Steve Jordan, 64, who began playing with Richards in the mid-’80s as part of the guitarist’s X-Pensive Winos side project, is unconcerned with any criticism of his taking over Watts’ role. “No. 1, I’ve known Charlie since I was 19 years old,” he said. “No. 2, I’m just as devastated if not more than any fan out there about the loss. So nobody can tell me anything about that.”

Jordan, also known for his work with Eric Clapton and John Mayer, said he thinks of his job as “carrying a legacy” but that he’s “not up there to do a Charlie Watts impersonation.” He’s quoting some of Watts’ iconic fills “because that’s what the music calls for — and because they’re hooks. Charlie had a lot of hooks. But I’m also bringing the way I play to it.”

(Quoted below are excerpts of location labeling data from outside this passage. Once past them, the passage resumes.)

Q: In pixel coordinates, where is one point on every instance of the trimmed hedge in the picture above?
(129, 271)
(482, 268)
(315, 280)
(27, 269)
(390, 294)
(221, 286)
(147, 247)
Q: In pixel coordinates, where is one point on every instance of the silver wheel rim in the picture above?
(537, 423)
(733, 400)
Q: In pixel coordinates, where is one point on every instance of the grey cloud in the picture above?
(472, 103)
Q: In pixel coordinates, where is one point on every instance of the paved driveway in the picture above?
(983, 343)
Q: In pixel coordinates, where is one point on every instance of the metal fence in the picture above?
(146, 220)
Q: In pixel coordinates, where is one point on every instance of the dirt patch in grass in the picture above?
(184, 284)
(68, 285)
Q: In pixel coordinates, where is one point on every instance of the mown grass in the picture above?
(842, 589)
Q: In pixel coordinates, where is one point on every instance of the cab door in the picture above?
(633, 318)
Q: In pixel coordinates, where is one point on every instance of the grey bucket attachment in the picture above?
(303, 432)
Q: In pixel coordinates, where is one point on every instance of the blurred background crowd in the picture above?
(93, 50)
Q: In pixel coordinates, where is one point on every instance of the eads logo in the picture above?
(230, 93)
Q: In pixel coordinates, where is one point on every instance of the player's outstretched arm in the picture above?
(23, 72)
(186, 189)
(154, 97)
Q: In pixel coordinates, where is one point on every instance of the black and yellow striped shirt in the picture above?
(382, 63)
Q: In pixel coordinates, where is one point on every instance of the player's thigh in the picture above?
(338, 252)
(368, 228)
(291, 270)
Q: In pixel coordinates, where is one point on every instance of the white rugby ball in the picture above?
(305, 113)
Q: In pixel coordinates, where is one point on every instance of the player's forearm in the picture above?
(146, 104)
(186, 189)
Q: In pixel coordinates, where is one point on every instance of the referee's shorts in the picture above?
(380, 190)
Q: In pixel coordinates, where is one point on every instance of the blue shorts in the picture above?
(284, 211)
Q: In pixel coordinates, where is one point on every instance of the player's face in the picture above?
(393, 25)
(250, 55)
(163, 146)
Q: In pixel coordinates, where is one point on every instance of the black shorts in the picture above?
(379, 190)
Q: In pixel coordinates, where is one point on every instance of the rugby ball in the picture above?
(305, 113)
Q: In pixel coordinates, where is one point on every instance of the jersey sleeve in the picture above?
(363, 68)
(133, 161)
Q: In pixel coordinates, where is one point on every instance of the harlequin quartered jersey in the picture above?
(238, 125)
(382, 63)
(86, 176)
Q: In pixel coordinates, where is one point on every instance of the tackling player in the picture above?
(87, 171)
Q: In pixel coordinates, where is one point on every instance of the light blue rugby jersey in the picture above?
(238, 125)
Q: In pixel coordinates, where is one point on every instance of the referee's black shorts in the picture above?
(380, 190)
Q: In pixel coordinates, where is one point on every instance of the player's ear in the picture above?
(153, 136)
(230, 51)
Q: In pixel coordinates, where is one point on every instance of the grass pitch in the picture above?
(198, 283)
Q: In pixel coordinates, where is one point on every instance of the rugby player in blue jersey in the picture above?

Four men, standing, at a party
Rolling Stones, from left, Charlie Watts, Ronnie Wood, Keith Richards and Mick Jagger celebrate the opening of their concert film “Let’s Spend The Night Together” on Jan. 18, 1983.
(Carlos Rene Perez / Associated Press)

In rehearsals the band worked though 80 songs, Jordan said, including some relatively deep cuts (such as 1971’s “Moonlight Mile” and ’76’s “Memory Motel”) along with the all-time classics (e.g. “Honky Tonk Women,” “Paint It Black,” “Satisfaction”). According to published set lists, the Stones have been playing “Living in a Ghost Town,” which they finished recording last year while in COVID quarantine, and “Troubles A’ Comin,” a Chi-Lites cover that serves as one of nine previously unreleased outtakes featured on an upcoming 40th-anniversary reissue of 1981’s “Tattoo You.”

One song the band seems to have dropped from its set since the tour started up again is “Brown Sugar,” the Stones’ gleefully problematic early-’70s smash that opens on a “Gold coast slave ship bound for cotton fields.”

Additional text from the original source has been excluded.